It's likely Rhea (the Saturnian moon), which technically has oxygen, but certainly not enough to breathe. Or prevent your bodily fluids from (literally) boiling off.
In any case, 'explosive decompression' (to the body) in a vacuum is a complete myth that is sadly widely perpetuated in fiction.
(It's just 1 atm of pressure difference. The human body can handle that, no problem. Structurally, that is. Asphyxiation, dehydration and freezing/overheating to death is another problem entirely.)
What gets you is the rapid transition between differing atmospheric pressures. Going from 1 atmosphere to 0 atmosphere is not that great a leap, but if your suit was pressurized with 10 atmospheres for some reason, then you'd be in trouble.
And it doesn't have to be space. When you think about it, the blast wave from an explosive device is really just compressed air hitting you very fast. And then before you know it, the blast wave is gone, and things quickly return to normal. You go from one extreme to another in less than a second, and your body is like a rubber band the whole time, being snapped back and forth.
What gets you is the rapid transition between differing atmospheric pressures. Going from 1 atmosphere to 0 atmosphere is not that great a leap, but if your suit was pressurized with 10 atmospheres for some reason, then you'd be in trouble.
Why on earth in space do you need 10 atms of pressure in a space suit? It's not like you're underwater where you need that much pressure to counteract ambient pressure (for breathing and, if necessary, to keep water out of a diving chamber). There's no benefit at all. Instead there's a significantly higher risk of the suit rupturing, and a bunch of side effects associated with breathing higher pressure gases that would require finicky gas mixes and reduced operating time/workloads to compensate. You'd also waste far more oxygen with the increased pressure.
IIRC current space suits are pressurized to ~0.3 atm because the respiratory gas mix is mostly oxygen (so the partial pressure of O2 in the suit is actually higher than on earth at sea level).
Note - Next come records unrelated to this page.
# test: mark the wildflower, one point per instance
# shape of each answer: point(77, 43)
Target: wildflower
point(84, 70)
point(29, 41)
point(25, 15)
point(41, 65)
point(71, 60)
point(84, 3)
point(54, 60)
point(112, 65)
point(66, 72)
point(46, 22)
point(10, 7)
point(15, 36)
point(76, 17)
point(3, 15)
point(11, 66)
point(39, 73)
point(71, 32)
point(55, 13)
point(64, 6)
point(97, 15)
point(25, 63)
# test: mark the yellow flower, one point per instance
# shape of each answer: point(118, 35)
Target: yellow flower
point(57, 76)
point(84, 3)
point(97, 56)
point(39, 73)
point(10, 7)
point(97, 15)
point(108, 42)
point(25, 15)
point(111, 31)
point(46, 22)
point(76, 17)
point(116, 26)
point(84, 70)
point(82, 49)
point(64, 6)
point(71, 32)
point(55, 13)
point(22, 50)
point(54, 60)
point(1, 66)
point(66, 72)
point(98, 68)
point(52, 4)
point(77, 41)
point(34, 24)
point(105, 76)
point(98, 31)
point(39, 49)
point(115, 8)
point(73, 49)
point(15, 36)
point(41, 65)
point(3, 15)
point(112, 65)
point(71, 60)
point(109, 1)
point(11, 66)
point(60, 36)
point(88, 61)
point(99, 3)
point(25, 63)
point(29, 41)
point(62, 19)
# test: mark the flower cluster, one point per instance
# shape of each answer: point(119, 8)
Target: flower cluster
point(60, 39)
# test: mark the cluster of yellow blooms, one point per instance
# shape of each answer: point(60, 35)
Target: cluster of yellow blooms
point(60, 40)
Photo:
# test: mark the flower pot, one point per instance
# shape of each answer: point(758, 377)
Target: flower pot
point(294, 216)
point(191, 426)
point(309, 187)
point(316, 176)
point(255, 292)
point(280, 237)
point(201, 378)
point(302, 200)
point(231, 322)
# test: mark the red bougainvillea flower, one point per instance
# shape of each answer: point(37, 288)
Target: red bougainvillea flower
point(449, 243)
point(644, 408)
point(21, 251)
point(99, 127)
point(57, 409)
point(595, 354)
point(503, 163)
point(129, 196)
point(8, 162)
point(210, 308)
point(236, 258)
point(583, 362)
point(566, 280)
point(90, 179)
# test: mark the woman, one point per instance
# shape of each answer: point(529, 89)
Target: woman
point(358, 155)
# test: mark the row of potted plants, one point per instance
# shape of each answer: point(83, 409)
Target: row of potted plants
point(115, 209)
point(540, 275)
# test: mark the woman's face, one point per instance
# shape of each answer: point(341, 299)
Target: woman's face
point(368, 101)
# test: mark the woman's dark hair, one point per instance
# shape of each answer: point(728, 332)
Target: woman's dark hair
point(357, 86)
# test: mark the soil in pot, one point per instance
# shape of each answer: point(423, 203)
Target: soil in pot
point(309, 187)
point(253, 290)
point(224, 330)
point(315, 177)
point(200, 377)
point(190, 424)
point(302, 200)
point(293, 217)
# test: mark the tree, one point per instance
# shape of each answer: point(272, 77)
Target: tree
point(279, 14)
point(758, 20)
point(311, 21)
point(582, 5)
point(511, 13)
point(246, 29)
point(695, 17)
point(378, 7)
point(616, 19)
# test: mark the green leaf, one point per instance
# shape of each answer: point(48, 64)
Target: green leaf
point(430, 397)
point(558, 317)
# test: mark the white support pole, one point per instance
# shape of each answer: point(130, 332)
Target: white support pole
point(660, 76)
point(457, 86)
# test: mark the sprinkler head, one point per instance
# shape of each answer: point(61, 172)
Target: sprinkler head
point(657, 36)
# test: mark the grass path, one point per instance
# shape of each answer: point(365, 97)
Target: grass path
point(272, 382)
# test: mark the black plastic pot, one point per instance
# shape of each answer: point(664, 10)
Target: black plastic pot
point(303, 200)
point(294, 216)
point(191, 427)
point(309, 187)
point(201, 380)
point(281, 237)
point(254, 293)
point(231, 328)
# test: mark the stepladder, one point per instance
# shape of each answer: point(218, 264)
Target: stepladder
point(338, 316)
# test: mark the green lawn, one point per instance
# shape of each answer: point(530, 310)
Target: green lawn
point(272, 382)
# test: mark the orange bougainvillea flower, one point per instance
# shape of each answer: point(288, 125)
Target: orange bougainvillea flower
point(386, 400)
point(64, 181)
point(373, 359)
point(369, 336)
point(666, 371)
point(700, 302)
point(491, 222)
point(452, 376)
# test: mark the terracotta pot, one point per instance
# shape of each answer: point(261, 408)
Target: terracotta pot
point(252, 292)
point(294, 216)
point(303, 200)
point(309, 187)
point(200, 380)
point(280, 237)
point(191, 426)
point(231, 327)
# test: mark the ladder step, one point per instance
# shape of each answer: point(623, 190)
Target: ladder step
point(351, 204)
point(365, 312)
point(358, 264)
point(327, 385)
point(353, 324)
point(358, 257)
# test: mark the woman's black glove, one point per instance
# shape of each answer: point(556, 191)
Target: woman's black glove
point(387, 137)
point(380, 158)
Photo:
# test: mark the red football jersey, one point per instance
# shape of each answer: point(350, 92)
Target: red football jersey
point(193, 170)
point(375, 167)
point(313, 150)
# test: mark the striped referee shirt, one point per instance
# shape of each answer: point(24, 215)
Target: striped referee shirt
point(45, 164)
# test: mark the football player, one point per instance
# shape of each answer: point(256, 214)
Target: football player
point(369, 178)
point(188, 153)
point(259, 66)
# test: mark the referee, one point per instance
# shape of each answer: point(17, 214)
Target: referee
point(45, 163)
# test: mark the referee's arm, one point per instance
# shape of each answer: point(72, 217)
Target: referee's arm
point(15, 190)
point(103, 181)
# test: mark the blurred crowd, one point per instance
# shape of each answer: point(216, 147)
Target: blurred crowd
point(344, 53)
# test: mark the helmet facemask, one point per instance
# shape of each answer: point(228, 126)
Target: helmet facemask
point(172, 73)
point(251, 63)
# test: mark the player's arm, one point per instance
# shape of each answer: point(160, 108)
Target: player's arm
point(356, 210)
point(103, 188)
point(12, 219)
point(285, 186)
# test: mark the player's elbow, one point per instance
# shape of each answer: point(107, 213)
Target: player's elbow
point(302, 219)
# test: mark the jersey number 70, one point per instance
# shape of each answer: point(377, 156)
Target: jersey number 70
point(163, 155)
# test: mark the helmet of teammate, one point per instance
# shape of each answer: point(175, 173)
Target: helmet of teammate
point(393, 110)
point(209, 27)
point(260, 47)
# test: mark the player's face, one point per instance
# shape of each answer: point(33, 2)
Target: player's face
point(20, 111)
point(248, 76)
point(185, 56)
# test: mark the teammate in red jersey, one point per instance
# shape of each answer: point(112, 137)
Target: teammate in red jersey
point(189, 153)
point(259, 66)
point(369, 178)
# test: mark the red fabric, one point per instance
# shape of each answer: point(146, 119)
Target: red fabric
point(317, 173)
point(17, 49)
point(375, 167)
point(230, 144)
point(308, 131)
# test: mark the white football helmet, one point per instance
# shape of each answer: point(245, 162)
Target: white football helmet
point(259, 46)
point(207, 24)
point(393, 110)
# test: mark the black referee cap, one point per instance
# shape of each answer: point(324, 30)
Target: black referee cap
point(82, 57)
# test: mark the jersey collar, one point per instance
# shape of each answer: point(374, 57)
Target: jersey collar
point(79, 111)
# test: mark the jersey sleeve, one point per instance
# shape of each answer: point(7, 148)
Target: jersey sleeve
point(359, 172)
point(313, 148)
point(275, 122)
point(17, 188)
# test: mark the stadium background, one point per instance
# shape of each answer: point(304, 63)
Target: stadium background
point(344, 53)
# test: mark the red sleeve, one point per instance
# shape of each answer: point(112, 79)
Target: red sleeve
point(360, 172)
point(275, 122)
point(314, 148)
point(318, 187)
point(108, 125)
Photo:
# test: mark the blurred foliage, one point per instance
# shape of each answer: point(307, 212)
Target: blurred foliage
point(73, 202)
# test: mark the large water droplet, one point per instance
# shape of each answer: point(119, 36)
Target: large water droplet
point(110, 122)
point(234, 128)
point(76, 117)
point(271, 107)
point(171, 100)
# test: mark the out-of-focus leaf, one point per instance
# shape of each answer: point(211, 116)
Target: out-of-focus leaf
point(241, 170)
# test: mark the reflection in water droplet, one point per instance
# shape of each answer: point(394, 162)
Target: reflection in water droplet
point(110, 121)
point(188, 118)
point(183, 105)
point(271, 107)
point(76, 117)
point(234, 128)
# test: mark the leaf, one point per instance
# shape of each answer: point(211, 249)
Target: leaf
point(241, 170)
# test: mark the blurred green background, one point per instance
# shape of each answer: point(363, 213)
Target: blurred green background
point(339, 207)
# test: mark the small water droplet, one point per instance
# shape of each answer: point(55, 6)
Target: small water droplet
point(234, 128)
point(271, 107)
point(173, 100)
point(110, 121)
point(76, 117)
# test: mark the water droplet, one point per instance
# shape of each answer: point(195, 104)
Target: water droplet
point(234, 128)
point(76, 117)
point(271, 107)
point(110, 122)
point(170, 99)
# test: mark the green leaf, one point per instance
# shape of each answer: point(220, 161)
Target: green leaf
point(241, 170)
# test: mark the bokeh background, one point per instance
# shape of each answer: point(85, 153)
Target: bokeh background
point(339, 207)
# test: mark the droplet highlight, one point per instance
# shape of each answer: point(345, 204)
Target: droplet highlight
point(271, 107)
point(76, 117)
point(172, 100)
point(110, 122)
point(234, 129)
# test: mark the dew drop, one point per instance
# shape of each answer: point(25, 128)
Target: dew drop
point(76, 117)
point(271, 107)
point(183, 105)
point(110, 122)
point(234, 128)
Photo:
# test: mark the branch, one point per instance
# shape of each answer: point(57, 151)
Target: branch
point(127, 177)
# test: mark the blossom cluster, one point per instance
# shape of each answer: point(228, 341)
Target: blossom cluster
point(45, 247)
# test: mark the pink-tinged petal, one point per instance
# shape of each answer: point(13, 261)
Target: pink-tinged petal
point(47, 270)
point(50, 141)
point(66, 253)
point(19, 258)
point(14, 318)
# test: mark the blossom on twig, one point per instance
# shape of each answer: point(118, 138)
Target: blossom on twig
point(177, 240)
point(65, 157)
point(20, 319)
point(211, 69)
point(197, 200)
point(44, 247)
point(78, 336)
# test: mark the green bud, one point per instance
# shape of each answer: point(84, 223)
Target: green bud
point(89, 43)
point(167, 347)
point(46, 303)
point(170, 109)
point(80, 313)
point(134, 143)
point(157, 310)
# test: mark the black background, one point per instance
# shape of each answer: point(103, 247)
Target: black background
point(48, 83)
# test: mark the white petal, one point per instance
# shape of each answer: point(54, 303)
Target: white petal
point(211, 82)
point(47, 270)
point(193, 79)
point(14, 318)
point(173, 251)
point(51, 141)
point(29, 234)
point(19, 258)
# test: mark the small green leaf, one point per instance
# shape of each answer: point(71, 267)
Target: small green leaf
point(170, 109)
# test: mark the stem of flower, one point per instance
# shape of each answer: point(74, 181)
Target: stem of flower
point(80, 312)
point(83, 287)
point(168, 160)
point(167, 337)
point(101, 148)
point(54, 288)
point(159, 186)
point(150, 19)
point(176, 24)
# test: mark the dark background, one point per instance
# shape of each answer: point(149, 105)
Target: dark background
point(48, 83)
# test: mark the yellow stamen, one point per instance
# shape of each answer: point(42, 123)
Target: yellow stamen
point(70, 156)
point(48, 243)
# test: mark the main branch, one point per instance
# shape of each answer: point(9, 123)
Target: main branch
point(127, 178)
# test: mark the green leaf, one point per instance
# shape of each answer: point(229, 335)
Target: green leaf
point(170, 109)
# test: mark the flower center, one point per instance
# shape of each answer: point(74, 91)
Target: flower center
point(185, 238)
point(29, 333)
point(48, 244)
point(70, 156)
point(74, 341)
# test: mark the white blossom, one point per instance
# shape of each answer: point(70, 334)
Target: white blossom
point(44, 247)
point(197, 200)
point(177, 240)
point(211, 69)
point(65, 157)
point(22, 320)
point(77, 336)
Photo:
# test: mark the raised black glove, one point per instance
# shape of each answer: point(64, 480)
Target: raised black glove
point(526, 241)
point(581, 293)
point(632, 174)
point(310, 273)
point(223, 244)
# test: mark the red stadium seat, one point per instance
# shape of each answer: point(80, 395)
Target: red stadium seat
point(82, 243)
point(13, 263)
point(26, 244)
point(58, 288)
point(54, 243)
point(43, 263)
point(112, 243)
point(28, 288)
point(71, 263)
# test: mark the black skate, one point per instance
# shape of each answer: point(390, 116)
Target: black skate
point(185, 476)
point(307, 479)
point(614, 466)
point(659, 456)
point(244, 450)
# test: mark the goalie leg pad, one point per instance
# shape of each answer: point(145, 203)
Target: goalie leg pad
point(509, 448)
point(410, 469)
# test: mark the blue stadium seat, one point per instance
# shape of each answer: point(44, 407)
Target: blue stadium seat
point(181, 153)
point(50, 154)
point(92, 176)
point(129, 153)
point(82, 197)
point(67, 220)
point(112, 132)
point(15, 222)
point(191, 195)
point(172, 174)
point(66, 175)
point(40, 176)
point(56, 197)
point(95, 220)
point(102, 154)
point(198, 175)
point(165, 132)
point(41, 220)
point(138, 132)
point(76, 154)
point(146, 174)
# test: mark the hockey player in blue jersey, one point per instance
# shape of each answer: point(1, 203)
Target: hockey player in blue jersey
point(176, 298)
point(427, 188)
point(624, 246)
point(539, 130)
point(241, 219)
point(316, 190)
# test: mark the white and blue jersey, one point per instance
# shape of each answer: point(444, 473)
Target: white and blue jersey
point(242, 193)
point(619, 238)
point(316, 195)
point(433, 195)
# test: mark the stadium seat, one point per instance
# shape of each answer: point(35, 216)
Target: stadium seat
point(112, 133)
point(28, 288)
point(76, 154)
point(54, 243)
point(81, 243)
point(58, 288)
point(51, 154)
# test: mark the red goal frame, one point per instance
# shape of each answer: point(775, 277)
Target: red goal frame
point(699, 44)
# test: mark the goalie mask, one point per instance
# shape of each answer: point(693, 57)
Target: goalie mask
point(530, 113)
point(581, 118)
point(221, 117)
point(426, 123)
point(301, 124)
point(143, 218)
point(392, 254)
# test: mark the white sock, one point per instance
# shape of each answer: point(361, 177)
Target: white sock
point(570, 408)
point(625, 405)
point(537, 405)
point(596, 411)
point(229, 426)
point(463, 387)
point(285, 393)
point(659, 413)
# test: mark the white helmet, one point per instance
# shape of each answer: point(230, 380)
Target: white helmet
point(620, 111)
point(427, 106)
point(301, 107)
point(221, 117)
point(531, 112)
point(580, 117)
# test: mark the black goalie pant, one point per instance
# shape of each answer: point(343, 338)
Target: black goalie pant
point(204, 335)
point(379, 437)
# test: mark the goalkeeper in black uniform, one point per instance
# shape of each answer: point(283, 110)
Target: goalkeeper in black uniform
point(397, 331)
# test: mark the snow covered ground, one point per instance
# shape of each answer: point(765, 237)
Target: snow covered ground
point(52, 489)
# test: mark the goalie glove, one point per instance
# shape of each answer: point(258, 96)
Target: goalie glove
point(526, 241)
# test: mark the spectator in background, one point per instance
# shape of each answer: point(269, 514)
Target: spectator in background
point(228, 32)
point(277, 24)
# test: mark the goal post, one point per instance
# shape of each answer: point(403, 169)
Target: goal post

Why on earth in space do you need 10 atms of pressure in a space suit? It's not like you're underwater where you need that much pressure to counteract ambient pressure (for breathing and, if necessary, to keep water out of a diving chamber). There's no benefit at all. Instead there's a significantly higher risk of the suit rupturing, and a bunch of side effects associated with breathing higher pressure gases that would require finicky gas mixes and reduced operating time/workloads to compensate. You'd also waste far more oxygen with the increased pressure.
IIRC current space suits are pressurized to ~0.3 atm because the respiratory gas mix is mostly oxygen (so the partial pressure of O2 in the suit is actually higher than on earth at sea level).
Well, you're not wrong, but I was attempting to convey how explosive decompression works. One atmosphere's worth of difference isn't going to hurt you very much. Your body can withstand and otherwise adjust pretty quickly.
It's when you're sitting at around 10 atmospheres where rapid decompression causes people to turn inside out. You generally won't ever experience 10 atmospheres (without getting blown up by something), unless you are as you pointed out underwater, either in a vehicle, a habitat, or even a suit.